The half moon looked like the smile of a Cheshire cat as it hung lazily in the sky. Philip stared up at it and smiled, then returned his attention to his diminishing dinner.

Everything seemed beautiful these days, thanks to the scrumptious meals that had been blessing his palates for the last few months. As far as he was concerned, a restaurant opening next door was the best thing that had happened to him all year. Tonight, the Chef’s Special had been exceptionally delicious and as with nights prior, he walked away satisfied and wondering what feast would await him the next day.

He made his way into the house, sucking his teeth and relishing the last few morsels. He had only taken a few steps in when the power went out. Electricity had been more unstable than usual since the storm three days before; something about a fallen power line, but Philip was not surprised. After all, it was N.E.P.A. He refused to refer to them as P.H.C.N. because a new name typically meant improvements, and nothing had changed.

It did not take long for his eyes to adjust to the darkness, but he did not wait around for it to. He had lived there long enough that he knew his way around even with impaired vision.

He maneuvered the familiar path between the three-sitter and dinning set, using the back of the three-sitter as a physical guide.

There was an extra skip in his step as he trotted along. He was in such a good mood. Halfway through the “walkway”, he considered breaking in to a hum when he felt something move behind him.

He stopped.

He took a few steps backwards and there was nothing there. He shrugged, thinking it was his imagination playing tricks on him. He resumed his journey, but slowly came to a halt soon after. He had this eerie feeling that he was not alone and he could not shake it. So he slowly and carefully looked around him but he saw nothing. Not wanting to leave anything to chance, he slowly stooped low, and straining his eyes, peered under the dining table but there was nothing there.

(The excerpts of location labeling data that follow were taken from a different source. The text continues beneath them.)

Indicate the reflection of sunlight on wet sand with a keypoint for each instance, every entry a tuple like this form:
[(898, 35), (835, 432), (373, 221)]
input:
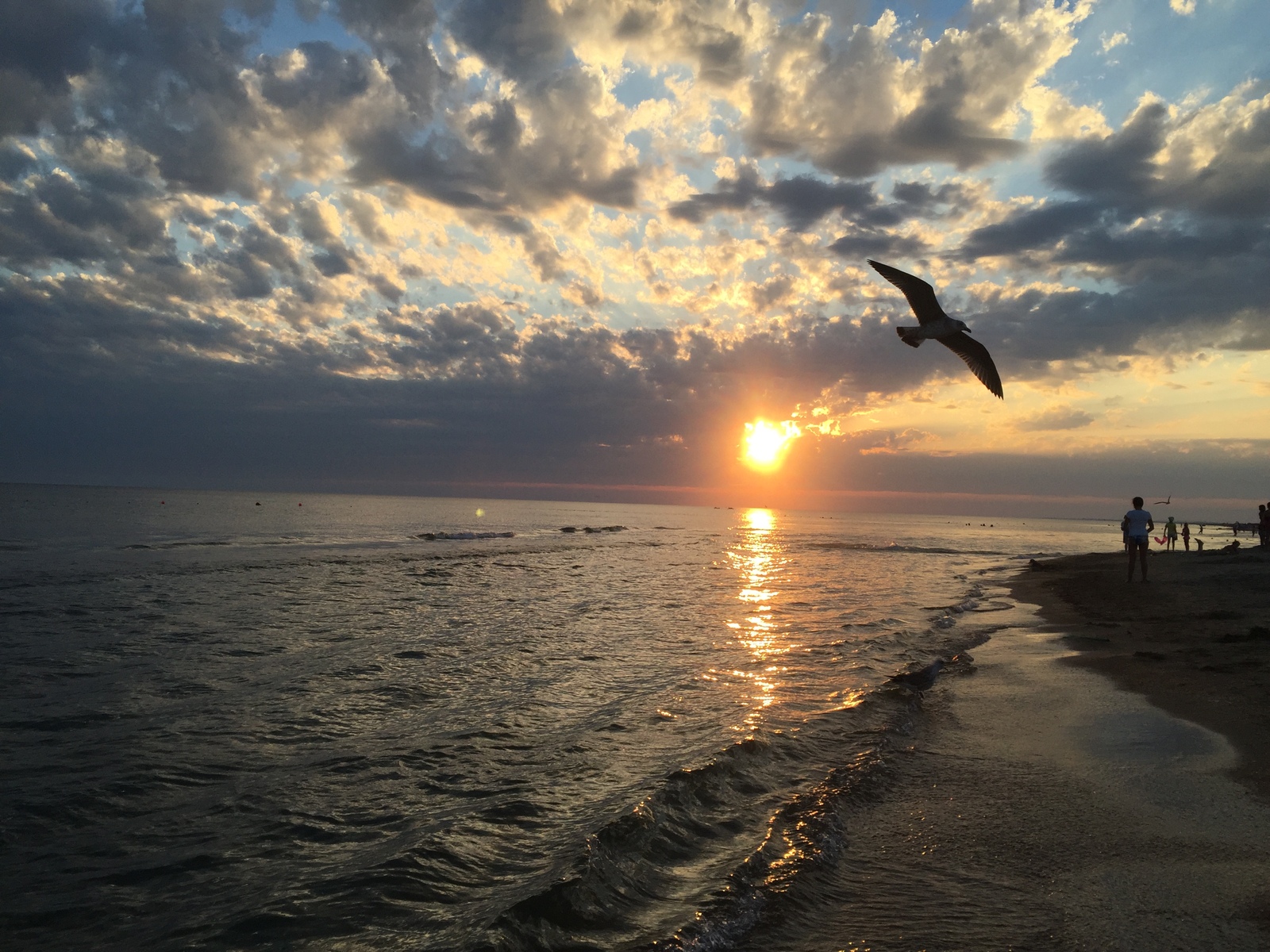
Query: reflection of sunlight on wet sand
[(759, 555)]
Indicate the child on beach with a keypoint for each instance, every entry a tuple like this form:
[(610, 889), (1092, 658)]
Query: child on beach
[(1138, 524)]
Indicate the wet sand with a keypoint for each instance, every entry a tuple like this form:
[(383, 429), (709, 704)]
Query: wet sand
[(1041, 806), (1194, 640)]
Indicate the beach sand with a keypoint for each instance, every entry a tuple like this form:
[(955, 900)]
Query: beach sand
[(1043, 806), (1194, 640)]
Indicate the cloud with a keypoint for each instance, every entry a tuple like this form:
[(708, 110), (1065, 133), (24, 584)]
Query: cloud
[(855, 107), (486, 228), (1115, 40), (1058, 418)]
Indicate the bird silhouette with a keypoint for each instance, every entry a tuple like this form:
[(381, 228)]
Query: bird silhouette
[(939, 327)]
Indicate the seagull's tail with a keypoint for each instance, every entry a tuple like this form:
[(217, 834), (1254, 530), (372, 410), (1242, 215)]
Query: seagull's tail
[(910, 336)]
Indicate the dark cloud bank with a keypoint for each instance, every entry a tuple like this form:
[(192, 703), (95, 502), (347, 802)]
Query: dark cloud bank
[(126, 355)]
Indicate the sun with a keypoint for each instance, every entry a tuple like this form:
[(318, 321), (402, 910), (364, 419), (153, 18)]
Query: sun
[(765, 444)]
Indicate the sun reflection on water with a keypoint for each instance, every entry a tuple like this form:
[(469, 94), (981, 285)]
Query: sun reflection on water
[(760, 559)]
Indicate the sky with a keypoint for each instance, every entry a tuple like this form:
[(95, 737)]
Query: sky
[(569, 249)]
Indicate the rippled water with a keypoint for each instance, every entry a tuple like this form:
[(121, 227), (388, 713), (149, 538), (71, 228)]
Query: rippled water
[(300, 724)]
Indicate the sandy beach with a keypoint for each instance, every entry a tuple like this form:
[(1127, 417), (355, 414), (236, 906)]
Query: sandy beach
[(1095, 781), (1194, 640)]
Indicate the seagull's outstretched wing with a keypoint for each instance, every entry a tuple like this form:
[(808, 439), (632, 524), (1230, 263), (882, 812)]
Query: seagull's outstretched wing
[(977, 359), (921, 296)]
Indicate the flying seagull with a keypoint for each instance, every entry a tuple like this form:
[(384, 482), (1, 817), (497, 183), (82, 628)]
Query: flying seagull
[(921, 679), (939, 327)]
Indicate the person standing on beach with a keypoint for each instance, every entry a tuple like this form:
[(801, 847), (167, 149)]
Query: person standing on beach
[(1138, 524)]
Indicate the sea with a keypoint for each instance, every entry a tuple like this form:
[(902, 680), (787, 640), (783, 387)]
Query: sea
[(234, 720)]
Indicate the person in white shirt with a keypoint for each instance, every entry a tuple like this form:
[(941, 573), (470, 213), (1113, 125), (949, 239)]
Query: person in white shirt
[(1138, 524)]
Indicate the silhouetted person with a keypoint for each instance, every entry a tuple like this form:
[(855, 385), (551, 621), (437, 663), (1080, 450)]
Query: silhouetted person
[(1140, 524)]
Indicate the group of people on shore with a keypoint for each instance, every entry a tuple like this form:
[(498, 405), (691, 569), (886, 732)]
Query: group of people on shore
[(1137, 527)]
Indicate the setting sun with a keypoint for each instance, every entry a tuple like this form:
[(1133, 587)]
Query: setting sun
[(765, 444)]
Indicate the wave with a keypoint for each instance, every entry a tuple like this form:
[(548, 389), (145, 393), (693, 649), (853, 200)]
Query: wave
[(700, 858), (899, 547)]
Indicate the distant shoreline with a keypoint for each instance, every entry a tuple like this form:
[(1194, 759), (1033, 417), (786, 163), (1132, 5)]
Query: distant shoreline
[(1195, 640)]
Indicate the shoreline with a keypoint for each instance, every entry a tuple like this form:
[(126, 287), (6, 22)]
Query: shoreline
[(1041, 805), (1194, 641)]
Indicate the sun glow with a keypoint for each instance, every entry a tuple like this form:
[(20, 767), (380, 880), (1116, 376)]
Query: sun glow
[(765, 444)]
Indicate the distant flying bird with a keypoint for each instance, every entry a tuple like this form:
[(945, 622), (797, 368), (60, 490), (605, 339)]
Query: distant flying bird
[(939, 327), (921, 679)]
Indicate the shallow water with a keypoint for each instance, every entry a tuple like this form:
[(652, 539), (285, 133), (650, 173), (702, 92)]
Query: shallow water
[(300, 724)]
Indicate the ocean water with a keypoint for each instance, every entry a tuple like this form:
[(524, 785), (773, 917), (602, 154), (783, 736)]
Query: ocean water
[(295, 721)]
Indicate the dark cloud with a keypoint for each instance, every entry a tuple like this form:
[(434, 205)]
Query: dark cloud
[(522, 38), (803, 200), (398, 32), (1118, 169), (42, 48)]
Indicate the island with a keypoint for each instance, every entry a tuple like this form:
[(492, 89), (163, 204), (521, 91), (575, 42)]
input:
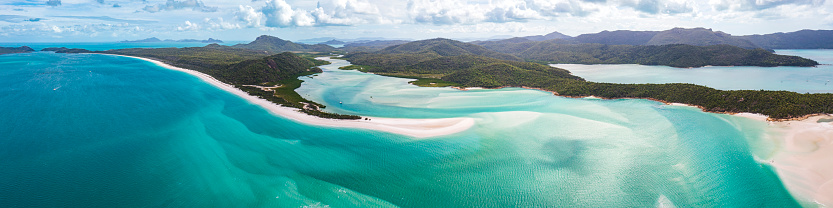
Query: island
[(443, 62), (154, 39), (269, 68), (21, 49)]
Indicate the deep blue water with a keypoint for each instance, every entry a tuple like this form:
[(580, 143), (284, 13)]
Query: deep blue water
[(91, 130)]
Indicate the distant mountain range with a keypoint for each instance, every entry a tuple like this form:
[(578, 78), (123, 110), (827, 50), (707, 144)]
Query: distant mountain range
[(804, 39), (154, 39), (276, 45), (324, 40)]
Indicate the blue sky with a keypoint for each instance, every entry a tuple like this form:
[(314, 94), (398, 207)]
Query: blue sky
[(113, 20)]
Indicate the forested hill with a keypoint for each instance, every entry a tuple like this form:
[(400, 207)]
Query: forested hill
[(445, 47), (693, 36), (371, 46), (804, 39), (550, 36), (698, 37), (675, 55), (21, 49), (619, 37), (276, 45), (478, 71)]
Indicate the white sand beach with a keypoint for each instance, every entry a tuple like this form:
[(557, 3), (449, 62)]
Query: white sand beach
[(419, 128), (805, 159)]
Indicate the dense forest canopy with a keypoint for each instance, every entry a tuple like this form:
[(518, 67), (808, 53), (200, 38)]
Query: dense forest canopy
[(478, 71), (276, 45), (675, 55), (21, 49)]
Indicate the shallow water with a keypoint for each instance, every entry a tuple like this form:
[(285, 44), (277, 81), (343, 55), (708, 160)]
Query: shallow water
[(796, 79), (97, 130)]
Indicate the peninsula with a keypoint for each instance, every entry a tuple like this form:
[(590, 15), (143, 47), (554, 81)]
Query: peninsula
[(454, 63)]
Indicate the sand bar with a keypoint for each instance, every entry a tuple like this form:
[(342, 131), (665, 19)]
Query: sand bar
[(419, 128), (805, 159)]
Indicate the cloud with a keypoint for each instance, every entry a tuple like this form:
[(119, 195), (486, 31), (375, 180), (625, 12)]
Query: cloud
[(189, 27), (106, 18), (752, 5), (512, 13), (216, 24), (278, 13), (53, 3), (658, 6), (195, 5), (12, 18), (249, 15)]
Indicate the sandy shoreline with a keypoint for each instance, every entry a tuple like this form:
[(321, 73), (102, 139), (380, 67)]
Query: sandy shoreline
[(805, 158), (419, 128)]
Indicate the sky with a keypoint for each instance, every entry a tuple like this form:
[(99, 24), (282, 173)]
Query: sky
[(242, 20)]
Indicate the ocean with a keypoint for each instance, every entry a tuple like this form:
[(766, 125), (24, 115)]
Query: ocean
[(91, 130), (797, 79)]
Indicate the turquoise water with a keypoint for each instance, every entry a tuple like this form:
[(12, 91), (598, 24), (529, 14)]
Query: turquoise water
[(797, 79), (100, 46), (88, 130)]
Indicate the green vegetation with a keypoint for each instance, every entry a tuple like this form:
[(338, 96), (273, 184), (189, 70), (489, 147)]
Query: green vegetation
[(698, 37), (619, 37), (479, 71), (371, 46), (675, 55), (804, 39), (66, 50), (272, 44), (444, 47), (241, 67), (351, 67), (21, 49)]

Shrugging once more, he continued on his way but as he moved, a nauseating sensation engulfed the pit of his stomach. The last time Phillip got that feeling and ignored it, he almost got killed by a crazed woman with a pestle. As a result, he opted to heed the warning and scurry. Maybe he was being paranoid but if he made it safely to his hideout, he would feel a lot better. At least nothing could get to him there.

After only a few centimeters of scampering, Philip lost his nerve. Something, someone was definitely in the house and he was not sure he could make it to his hideout safely, so he turned around and headed back towards the entrance. With any luck, the intruder’s vision was impaired too and he had not been seen.

He was a hair’s breadth from the entrance when he heard a loud shriek. A large figure pounced right in front of him, blocking his path; its bright eyes coming to life and glistening in the darkness. Quickly realizing he was in danger, Philip spun around and made for his hideout but it was too late. He felt a heaviness, no doubt the intruder’s feet, weighing on his back and pressing his belly to the ground. Philip struggled, clawing at the ground but he was pinned; there was no escaping this one.
He finally stopped struggling, he knew this was it.

In a final move of bravery, he wriggled until he had rolled unto his back, still pinned. If he was going to die, he wanted to look his killer square in the eyes.

The eyes, a bright mustard yellow, remained cool in the dark room. It observed Philip and for a moment, it looked like it was not sure what action to take. Just as Philip got a glimmer of hope, he saw the weapon glisten in the dark.

In one swift move, Jacob, the neighborhood cat that had been observing Philip for the past week, sent his right paw, claws extended, slicing through the little mouse’s body.

26 thoughts on “Lurking

  1. Nice suspense! Truly wondered what it might be man or beast. It ended rather abruptly. Was that a technique in play? Nice one mate. Nice one.


    1. Indeed it was. The intent of the abruptness was to make you suddenly realise he wasn’t human, go back and re-read, and go “aaaaaaaaaaaah”. I suspect it worked 🙂

      Liked by 1 person

  2. I just love this *After all, it was N.E.P.A. He refused to refer to them as P.H.C.N. because a new name typically meant improvements, and nothing had changed*. I kept wondering “what hideout?”, until i got the end and i realised the woman with the pestle was actually the home owner! This made me laugh really hard. Great story.